The rarity and preciousness of such profound sharing across religious boundaries is what I was reminded of at the CCJU conference. It gives me great hope to be reminded in my work of the possibility of such shared experience. To me it is a beacon of hope – it says to me that what we share as people of faith is more significant than what is different. And, perhaps more importantly, that it is possible to maintain our differences at the same time we share what can be common between us. This is the hope for the future, that people of all the world’s faiths will hear the call to live in peace – Shalom! – that sits at the center of every great faith tradition and will learn tolerance and love for one another across our differences and particularities.
May it come speedily and in our days.
At the CCJU conference, one of the speakers, a professor and Catholic nun by the name of Mary Boys, broke up interfaith dialogue into four types. I’m not quoting her here, but it went something like this:
- Dialogue of life (talking with your neighbor of a different faith just over the back fence; that is, just talking with someone in the course of your regular everyday business).
- Dialogue of action (working together with people of different faith in a soup kitchen . . . I am reminded of serving Christmas dinner to the homeless along with other members of my synagogue when I lived in New York)
- Dialogue of spiritual experience (sharing a ritual together, like perhaps a interfaith Thanksgiving service).

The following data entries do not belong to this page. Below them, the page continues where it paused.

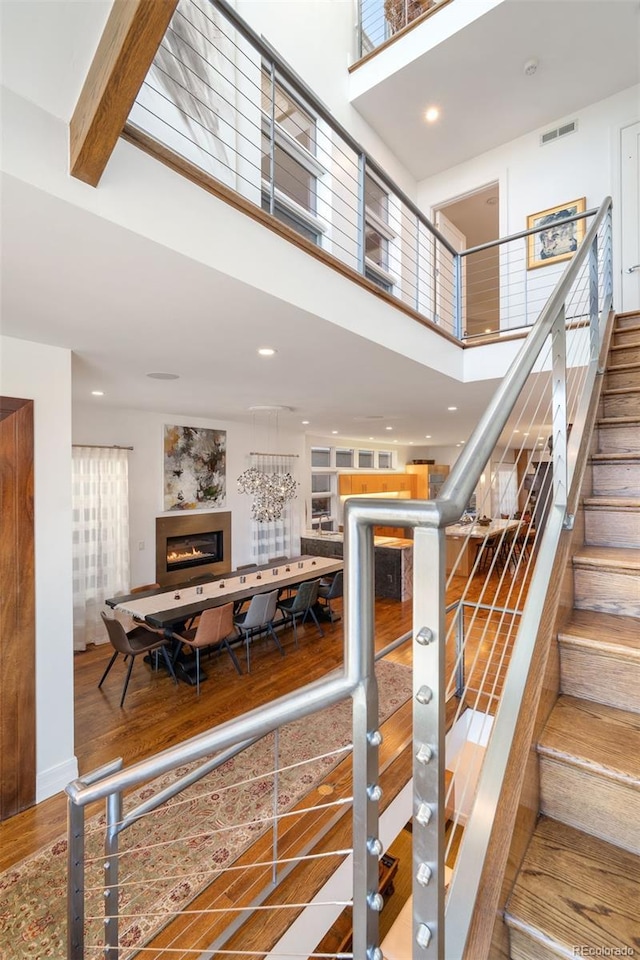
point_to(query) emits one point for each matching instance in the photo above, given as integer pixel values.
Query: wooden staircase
(578, 889)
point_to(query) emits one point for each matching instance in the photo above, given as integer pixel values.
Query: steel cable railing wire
(490, 695)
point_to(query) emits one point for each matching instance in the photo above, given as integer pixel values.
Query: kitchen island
(393, 561)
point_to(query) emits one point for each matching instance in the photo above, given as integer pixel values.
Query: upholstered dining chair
(214, 630)
(131, 643)
(300, 606)
(329, 590)
(258, 618)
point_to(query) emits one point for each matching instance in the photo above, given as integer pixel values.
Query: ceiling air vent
(558, 132)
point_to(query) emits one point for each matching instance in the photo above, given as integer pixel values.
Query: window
(321, 456)
(378, 235)
(295, 168)
(344, 458)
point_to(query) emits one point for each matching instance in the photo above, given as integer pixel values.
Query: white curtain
(100, 537)
(273, 538)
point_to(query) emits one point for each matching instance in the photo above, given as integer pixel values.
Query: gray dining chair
(300, 606)
(258, 619)
(131, 643)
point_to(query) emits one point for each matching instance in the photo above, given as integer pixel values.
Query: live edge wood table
(166, 609)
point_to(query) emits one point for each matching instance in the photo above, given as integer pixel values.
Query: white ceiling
(170, 314)
(587, 50)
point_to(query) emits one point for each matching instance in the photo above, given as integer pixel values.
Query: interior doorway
(475, 220)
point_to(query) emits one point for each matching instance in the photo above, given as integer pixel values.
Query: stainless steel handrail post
(362, 215)
(428, 740)
(111, 871)
(457, 294)
(75, 882)
(359, 626)
(460, 645)
(559, 409)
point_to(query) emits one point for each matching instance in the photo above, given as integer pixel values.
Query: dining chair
(300, 606)
(214, 630)
(331, 589)
(131, 643)
(257, 619)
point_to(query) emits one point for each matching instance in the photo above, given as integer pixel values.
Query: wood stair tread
(614, 457)
(593, 736)
(610, 558)
(574, 889)
(618, 421)
(618, 503)
(604, 632)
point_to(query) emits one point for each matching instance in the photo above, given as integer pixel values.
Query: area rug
(169, 857)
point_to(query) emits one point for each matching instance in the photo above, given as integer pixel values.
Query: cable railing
(483, 555)
(234, 116)
(379, 20)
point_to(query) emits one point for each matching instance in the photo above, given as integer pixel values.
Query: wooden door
(17, 610)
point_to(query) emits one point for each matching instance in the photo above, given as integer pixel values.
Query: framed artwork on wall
(194, 468)
(557, 241)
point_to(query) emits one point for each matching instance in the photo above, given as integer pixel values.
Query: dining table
(463, 540)
(170, 608)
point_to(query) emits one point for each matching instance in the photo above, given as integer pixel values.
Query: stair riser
(612, 528)
(609, 680)
(621, 439)
(584, 799)
(621, 379)
(607, 591)
(626, 353)
(623, 323)
(630, 335)
(618, 479)
(625, 405)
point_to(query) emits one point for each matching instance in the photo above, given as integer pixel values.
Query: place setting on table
(173, 609)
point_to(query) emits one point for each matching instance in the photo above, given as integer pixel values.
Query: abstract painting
(194, 468)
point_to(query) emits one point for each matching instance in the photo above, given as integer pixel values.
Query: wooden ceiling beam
(126, 50)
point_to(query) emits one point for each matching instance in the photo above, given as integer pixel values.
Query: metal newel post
(460, 651)
(428, 742)
(114, 817)
(594, 312)
(75, 882)
(457, 294)
(559, 409)
(359, 627)
(362, 169)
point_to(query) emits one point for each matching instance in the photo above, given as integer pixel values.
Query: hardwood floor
(158, 714)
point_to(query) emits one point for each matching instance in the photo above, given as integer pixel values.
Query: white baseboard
(55, 779)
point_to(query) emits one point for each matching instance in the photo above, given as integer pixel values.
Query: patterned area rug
(168, 857)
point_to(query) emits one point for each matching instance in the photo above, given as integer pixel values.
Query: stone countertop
(392, 543)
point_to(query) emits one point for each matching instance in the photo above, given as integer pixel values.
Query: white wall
(533, 178)
(144, 432)
(35, 372)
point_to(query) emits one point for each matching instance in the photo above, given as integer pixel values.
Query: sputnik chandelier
(270, 492)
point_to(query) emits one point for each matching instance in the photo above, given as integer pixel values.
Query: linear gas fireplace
(192, 546)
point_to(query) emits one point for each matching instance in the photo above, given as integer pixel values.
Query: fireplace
(190, 547)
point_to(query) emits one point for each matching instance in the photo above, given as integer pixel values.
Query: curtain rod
(102, 446)
(254, 454)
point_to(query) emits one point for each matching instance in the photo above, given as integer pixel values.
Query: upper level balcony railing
(379, 20)
(219, 105)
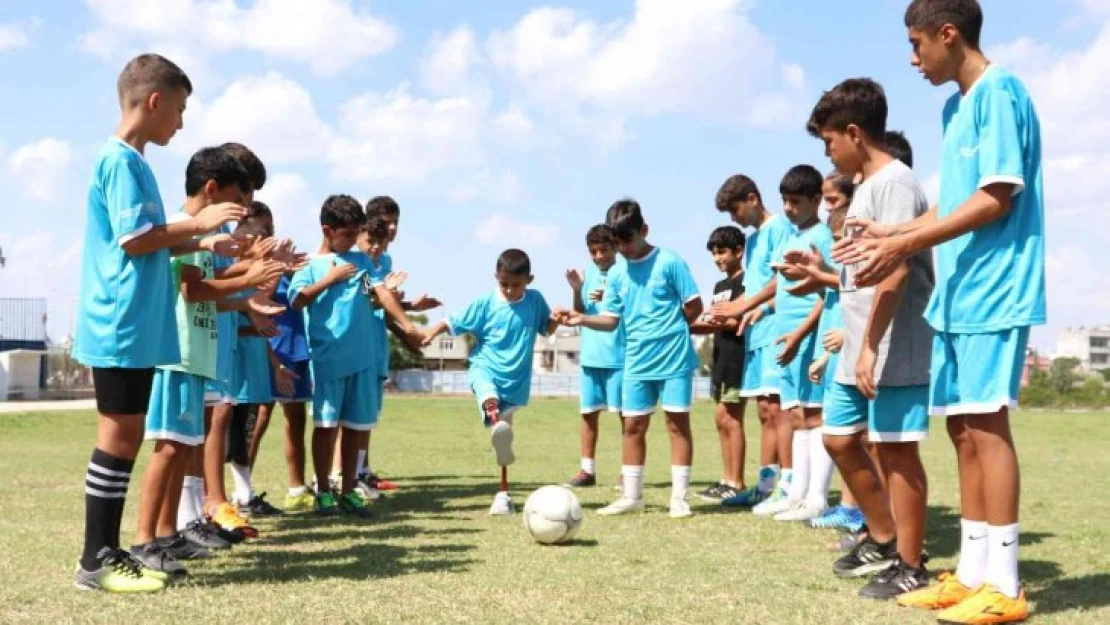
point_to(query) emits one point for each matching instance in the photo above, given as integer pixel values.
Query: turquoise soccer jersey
(601, 350)
(991, 279)
(340, 322)
(648, 298)
(506, 336)
(764, 248)
(127, 306)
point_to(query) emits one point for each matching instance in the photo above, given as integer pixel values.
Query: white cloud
(498, 229)
(40, 168)
(328, 36)
(272, 114)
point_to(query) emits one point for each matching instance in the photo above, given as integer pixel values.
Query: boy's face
(512, 286)
(603, 254)
(167, 110)
(799, 209)
(930, 54)
(727, 260)
(340, 240)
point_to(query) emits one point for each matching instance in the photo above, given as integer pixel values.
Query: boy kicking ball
(505, 323)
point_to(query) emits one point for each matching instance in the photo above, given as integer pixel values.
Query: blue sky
(503, 124)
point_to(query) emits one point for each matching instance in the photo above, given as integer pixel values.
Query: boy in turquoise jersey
(656, 300)
(125, 312)
(175, 415)
(988, 239)
(505, 323)
(601, 353)
(334, 290)
(740, 199)
(796, 319)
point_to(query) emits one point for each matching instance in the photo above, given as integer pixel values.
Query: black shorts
(122, 391)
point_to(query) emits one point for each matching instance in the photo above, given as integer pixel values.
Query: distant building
(1089, 345)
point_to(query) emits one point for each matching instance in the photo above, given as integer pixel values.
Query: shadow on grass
(1088, 592)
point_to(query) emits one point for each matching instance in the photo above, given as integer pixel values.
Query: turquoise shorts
(898, 414)
(638, 397)
(599, 389)
(177, 407)
(977, 373)
(760, 373)
(796, 387)
(347, 402)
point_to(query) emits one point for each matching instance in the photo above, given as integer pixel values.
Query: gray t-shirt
(890, 195)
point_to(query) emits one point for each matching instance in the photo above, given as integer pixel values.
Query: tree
(401, 356)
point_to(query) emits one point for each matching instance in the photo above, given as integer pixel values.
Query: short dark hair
(931, 14)
(625, 219)
(213, 163)
(149, 73)
(801, 180)
(725, 238)
(514, 262)
(736, 189)
(251, 161)
(383, 205)
(857, 101)
(599, 234)
(342, 211)
(898, 147)
(376, 228)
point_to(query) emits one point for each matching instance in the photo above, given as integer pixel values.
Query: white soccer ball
(552, 514)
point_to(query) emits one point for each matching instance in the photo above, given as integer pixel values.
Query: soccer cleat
(326, 505)
(180, 548)
(747, 497)
(118, 573)
(201, 535)
(679, 508)
(942, 595)
(153, 557)
(986, 606)
(776, 503)
(501, 437)
(299, 503)
(582, 480)
(623, 505)
(259, 506)
(226, 516)
(895, 580)
(869, 556)
(352, 504)
(839, 517)
(502, 504)
(800, 511)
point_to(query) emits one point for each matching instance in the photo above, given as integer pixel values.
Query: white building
(1090, 345)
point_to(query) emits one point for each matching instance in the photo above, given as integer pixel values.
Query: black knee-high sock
(106, 490)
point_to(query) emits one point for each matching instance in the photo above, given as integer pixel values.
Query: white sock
(820, 471)
(633, 477)
(187, 510)
(679, 481)
(1002, 558)
(800, 482)
(768, 475)
(971, 570)
(241, 475)
(588, 465)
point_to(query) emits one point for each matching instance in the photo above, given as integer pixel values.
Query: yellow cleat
(988, 605)
(946, 594)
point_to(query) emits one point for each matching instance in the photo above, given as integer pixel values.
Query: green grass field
(433, 555)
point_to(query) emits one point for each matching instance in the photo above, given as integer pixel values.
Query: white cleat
(680, 508)
(501, 437)
(801, 511)
(502, 504)
(623, 505)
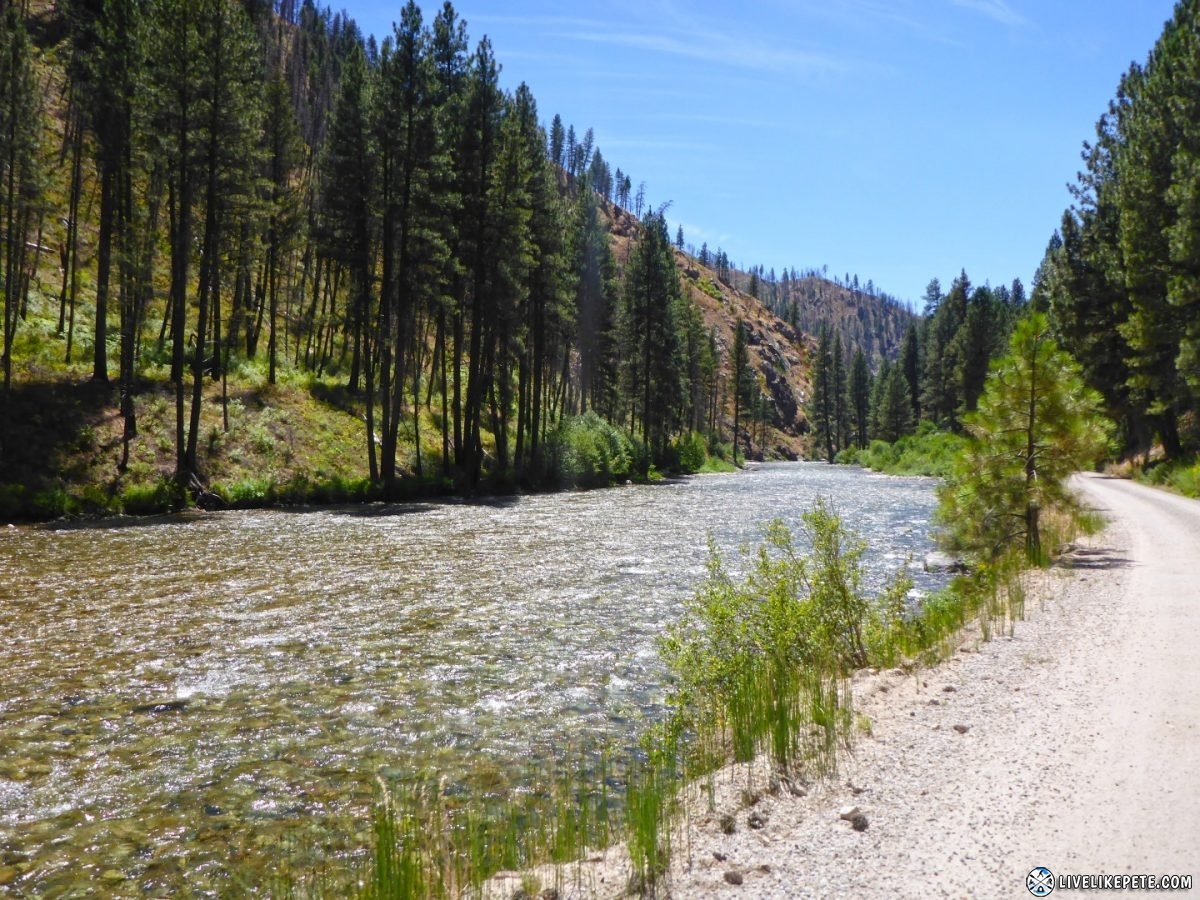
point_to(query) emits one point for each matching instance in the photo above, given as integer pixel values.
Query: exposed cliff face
(780, 353)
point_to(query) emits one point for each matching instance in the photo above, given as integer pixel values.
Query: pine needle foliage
(1036, 425)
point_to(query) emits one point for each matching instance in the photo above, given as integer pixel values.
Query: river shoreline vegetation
(252, 257)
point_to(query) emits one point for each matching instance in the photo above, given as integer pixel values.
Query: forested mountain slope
(235, 233)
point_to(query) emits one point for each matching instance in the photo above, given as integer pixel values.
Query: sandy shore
(1071, 744)
(1074, 744)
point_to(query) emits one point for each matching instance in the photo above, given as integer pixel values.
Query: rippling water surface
(179, 694)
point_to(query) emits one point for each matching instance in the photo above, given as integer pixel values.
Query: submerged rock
(940, 562)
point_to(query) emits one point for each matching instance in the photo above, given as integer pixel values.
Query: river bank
(1071, 744)
(163, 711)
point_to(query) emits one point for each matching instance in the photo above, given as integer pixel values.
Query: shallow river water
(179, 695)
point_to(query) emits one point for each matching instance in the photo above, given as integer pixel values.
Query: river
(181, 693)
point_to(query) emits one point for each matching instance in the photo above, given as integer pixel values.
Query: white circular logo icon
(1039, 881)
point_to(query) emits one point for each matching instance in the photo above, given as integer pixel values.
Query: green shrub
(592, 453)
(147, 499)
(766, 658)
(690, 453)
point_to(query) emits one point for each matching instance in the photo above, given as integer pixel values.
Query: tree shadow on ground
(1099, 558)
(43, 427)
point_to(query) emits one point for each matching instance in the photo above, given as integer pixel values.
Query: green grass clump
(765, 660)
(1179, 475)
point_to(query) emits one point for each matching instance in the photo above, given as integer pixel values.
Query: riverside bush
(592, 453)
(766, 658)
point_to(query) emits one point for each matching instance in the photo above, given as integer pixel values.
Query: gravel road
(1073, 744)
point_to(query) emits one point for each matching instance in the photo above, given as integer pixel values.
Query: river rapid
(179, 696)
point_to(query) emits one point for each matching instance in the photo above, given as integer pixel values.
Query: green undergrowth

- Dialogue of theology (one of the people at the conference suggested that this might be a shared text study, but I wonder if that is not more like spiritual experience).
It’s worth keeping these categories in mind as you approach your own interfaith efforts. The last two of these four are the ones that people are sometimes most motivated to try, but they are also the very hardest to do (I am reminded of how hurt some Christians are when they find out Jews felt excluded by a prayer service they had tried so hard -- but naively -- to make 'interfaith' in advance). At the early stages of an interfaith dialogue effort just getting to know one another might be considered a victory. A dialogue of action effort has great potential for this and can very often be the easiest to enter into.
Another way I am privileged as a person working closely with non-Jewish clergy is to hear some perspectives that I might not have access to otherwise. One of my colleagues is from South Korea, the same country that the shooter at the Virginia Tech tragedy was.
When I asked my colleague if the fact that the killer was Korean had any significance to him, I learned a way of looking at what happened that I would probably never have seen otherwise. My colleague said that his greatest feeling in regards to the shooter was that his community was not able to help him (with his troubles). And he put the understanding of the young man’s afflictions through the prism of the lens of a native of Korea. That is, through the lens of being a male from a culture in which direct confrontation – including direct eye contact – is much discouraged, and then to find yourself in another culture (the shooter came to the US at age 8) where people are offended if you do not make eye contact with them and where direct confrontation – especially among males – is often expected and encouraged.
This new knowledge has the potential to help me as I work with patients going forward. If I should be ministering to a angry, young male from a place like Korea, it will give me the insight to be open to the possibility that the person before me is suffering in part from a difficulty adjusting to American culture. That understanding could help me to help that young person cope with their anger and the underlying casues.